Gadgets Magazine

Letters Worth Reading

Posted on the 20 July 2012 by Jyoti Arora @Jy0tiAr0ra

Here are two letters I have come across again and again through various forwarded emails. I thought I might as well save them here. They are definitely worth reading!

The Ultimate Rejection Letter

Herbert A. Millington

Chair – Search Committee

412A Clarkson Hall, Whitson University

College Hill, MA  34109


Dear Professor Millington,

Thank you for your letter of March 16.  After careful consideration, I regret to inform you that I am unable to accept your refusal to offer me an assistant professor position in your department.

This year I have been particularly fortunate in receiving an unusually large number of rejection letters.  With such a varied and promising field of candidates, it is impossible for me to accept all refusals.
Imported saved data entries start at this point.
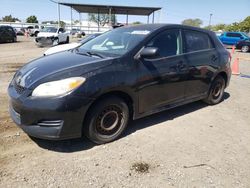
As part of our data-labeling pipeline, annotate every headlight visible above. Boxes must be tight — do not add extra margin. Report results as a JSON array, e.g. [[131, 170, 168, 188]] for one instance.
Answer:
[[32, 77, 86, 97]]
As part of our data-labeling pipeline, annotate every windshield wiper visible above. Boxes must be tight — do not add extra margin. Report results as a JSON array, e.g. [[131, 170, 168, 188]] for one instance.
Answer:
[[86, 51, 105, 58]]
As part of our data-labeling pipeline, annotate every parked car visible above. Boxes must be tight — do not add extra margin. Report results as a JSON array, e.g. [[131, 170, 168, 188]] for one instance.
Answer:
[[0, 25, 17, 43], [35, 27, 69, 47], [14, 27, 25, 36], [8, 24, 231, 144], [236, 39, 250, 53], [26, 25, 44, 37], [219, 32, 249, 45], [70, 28, 85, 37], [44, 33, 102, 56]]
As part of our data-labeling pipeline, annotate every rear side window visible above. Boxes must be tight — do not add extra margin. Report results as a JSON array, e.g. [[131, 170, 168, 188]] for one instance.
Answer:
[[183, 30, 213, 53], [146, 29, 181, 57], [226, 33, 242, 37]]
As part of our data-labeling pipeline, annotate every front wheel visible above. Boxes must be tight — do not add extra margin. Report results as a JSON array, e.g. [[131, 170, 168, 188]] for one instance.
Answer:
[[241, 45, 249, 53], [84, 96, 129, 144], [52, 38, 59, 46], [203, 75, 226, 105]]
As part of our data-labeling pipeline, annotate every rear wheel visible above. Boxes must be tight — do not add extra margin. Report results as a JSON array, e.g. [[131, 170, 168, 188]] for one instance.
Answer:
[[241, 45, 249, 53], [84, 96, 129, 144], [203, 75, 226, 105]]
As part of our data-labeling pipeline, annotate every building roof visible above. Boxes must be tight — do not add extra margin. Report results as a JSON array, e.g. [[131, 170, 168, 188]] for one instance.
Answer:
[[59, 3, 161, 15]]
Despite Whitson’s outstanding qualifications and previous experience in rejecting applicants, I find that your rejection does not meet my needs at this time.  Therefore, I will assume the position of assistant professor in your department this August.  I look forward to seeing you then.

Best of luck in rejecting future applicants.


Chris L. Jensen


 Okhil Chandra Sen wrote this letter to the Sahibganj divisional railway office in 1909. It is on display at the Railway Museum in New Delhi. It was also reproduced under the caption “Travellers’ Tales” in the Far Eastern Economic Review. You can check up from WIKIPEDIA too.


“I arrive by passenger train in Ahmedpur station and my belly is too much swelling with jackfruit. I therefore went to a toilet. Just I was doing that nuisance that guard makes a whistle blow for the train to go off and I am running with ‘lotah’ in one hand and ‘dhoti’ in the next when I fall over and expose all my shocking to men and women on plateform. I am leaved by the train at Ahmedpur station.

This is too much bad, if passenger go to make dung that dam guard cannot wait train for five minutes for him. I therefore pray your honour to make big fine on that guard for public sake. Otherwise I am making big reports in the papers.

Yours faithful servant,



Any guesses why this letter was of historic value?

It apparently led to the introduction of toilets on trains.

In the first 55 years of operation of the Indian Railways, there were no toilets in trains. On July 2, 1909, an aggrieved Babu Okhil Chandra Sen lodged a complaint to the then Transportation Superintendent, Sahibganj. After this, the railway authorities had no other option but to introduce toilets in all lower class carriages in trains running more than 50 miles at that time. Okhil wrote this letter in his anguish. Though the letter certainly lacked the basic English grammar but it really became an important document in the history of Indian railway.